I realized many years later that the way I was able to survive and move on was the fact that somehow, I started asking myself a question “what can I do about this?”  And soon, answers began to flow, mentors and teachers started to appear and opportunities to materialize.

Reading this book stroke a big cord to me, especially the simple way we can grow our positive intelligence and activate that set of voices that will silence our saboteurs.  It complements the “growth mindset”  blog post I wrote about earlier.   This takes the growth mindset to a whole other level.  The question I used to ask myself was “what can I do about this?” focuses on solving a present issue. In a way, as the great ultrarunner, David Horton said "I was trying to "Find the level of intolerance I could tolerate and stay there."  But asking the question “What do I need to do so that within three years I can say this current crisis was the best thing that could ever happen to me?”  focuses on the future by acting on the present, Whoa…  the outcome?; you will perform better and positively even in the middle of a crisis.

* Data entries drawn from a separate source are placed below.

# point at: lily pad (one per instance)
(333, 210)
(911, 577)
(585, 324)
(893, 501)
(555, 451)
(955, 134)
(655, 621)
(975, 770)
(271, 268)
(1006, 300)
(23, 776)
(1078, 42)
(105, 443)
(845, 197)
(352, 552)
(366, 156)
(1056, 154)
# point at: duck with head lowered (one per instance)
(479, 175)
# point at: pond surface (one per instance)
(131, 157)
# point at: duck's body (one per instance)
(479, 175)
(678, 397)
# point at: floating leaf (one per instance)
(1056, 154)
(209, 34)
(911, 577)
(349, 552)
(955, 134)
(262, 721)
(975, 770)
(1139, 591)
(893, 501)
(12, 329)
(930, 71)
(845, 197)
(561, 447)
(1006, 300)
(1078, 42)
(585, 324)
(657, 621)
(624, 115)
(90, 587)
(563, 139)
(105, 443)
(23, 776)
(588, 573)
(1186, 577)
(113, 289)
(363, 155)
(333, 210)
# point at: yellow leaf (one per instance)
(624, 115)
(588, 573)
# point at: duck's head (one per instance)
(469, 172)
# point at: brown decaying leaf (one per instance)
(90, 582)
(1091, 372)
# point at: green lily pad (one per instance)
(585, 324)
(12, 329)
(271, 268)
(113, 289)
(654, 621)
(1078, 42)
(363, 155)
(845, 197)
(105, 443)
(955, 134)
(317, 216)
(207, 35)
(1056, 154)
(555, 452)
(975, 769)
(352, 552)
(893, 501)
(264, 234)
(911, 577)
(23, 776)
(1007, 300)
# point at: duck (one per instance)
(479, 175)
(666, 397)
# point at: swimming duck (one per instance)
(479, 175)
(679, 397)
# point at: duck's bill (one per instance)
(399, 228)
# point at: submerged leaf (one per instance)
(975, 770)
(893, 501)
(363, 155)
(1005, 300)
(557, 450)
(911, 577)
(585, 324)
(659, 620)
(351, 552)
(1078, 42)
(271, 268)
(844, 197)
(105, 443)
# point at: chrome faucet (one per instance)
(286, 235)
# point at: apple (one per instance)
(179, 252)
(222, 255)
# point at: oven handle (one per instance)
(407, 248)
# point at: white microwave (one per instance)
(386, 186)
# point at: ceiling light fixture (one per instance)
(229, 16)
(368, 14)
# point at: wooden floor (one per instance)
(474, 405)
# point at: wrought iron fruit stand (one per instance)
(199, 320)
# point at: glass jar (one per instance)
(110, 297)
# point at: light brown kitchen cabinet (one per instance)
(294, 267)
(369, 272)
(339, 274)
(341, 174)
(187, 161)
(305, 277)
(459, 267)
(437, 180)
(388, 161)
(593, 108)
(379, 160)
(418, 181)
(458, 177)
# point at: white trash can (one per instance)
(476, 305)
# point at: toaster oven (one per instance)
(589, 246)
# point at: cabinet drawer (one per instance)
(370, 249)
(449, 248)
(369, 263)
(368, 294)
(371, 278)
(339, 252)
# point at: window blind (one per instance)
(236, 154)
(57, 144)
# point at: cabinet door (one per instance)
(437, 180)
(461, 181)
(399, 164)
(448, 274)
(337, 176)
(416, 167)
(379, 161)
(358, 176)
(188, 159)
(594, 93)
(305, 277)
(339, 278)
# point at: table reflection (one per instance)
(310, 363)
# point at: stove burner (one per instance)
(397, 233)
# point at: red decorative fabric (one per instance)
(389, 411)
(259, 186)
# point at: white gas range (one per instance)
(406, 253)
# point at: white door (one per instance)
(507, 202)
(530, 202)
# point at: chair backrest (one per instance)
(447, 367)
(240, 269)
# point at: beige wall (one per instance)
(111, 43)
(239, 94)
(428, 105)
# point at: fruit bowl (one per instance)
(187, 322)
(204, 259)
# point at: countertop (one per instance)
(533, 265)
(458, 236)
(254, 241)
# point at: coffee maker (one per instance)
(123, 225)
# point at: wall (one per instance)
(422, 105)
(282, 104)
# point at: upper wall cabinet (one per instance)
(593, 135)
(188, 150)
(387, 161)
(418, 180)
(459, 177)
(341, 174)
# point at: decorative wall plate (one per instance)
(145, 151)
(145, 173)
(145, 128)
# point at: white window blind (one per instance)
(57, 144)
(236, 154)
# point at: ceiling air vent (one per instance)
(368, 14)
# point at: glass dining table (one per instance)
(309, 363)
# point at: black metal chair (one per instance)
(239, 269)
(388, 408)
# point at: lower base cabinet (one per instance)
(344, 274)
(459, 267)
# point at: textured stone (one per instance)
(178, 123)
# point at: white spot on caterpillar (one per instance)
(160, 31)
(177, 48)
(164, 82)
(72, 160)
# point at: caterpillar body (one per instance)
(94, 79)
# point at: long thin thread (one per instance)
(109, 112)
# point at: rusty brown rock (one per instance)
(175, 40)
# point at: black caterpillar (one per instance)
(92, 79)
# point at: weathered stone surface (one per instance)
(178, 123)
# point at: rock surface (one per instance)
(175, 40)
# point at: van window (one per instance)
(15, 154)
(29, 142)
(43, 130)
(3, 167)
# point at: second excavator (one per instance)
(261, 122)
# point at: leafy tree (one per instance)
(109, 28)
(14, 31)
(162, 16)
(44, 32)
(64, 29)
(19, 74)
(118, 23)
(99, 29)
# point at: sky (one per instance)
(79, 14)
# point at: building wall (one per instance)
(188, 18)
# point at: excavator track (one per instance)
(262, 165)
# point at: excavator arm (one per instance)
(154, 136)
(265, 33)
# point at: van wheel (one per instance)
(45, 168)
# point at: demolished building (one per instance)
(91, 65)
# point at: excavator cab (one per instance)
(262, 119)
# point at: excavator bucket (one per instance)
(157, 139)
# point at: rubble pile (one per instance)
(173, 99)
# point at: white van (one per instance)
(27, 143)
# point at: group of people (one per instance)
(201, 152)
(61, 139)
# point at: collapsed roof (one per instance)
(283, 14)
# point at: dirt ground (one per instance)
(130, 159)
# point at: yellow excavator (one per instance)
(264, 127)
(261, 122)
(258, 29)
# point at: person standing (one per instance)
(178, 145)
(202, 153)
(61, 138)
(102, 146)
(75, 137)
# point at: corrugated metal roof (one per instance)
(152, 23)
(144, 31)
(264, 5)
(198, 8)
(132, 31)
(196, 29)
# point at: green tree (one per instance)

In the Ultramarathon community there is a saying, "If you're feeling really bad, don't worry, it will pass and if you're feeling really good, that will pass too".  Life is similar, at one point or another we will be faced with a sudden change, a loss, a challenge.  If you haven't had one recently, just wait, it will come. But when it comes, remember the question,  “What do I need to do so that within three years I can say this current crisis was the best thing that could ever happen to me?”

As for myself, looking back, I realize that my divorce and even the brain tumor were the best things that could ever happen to me.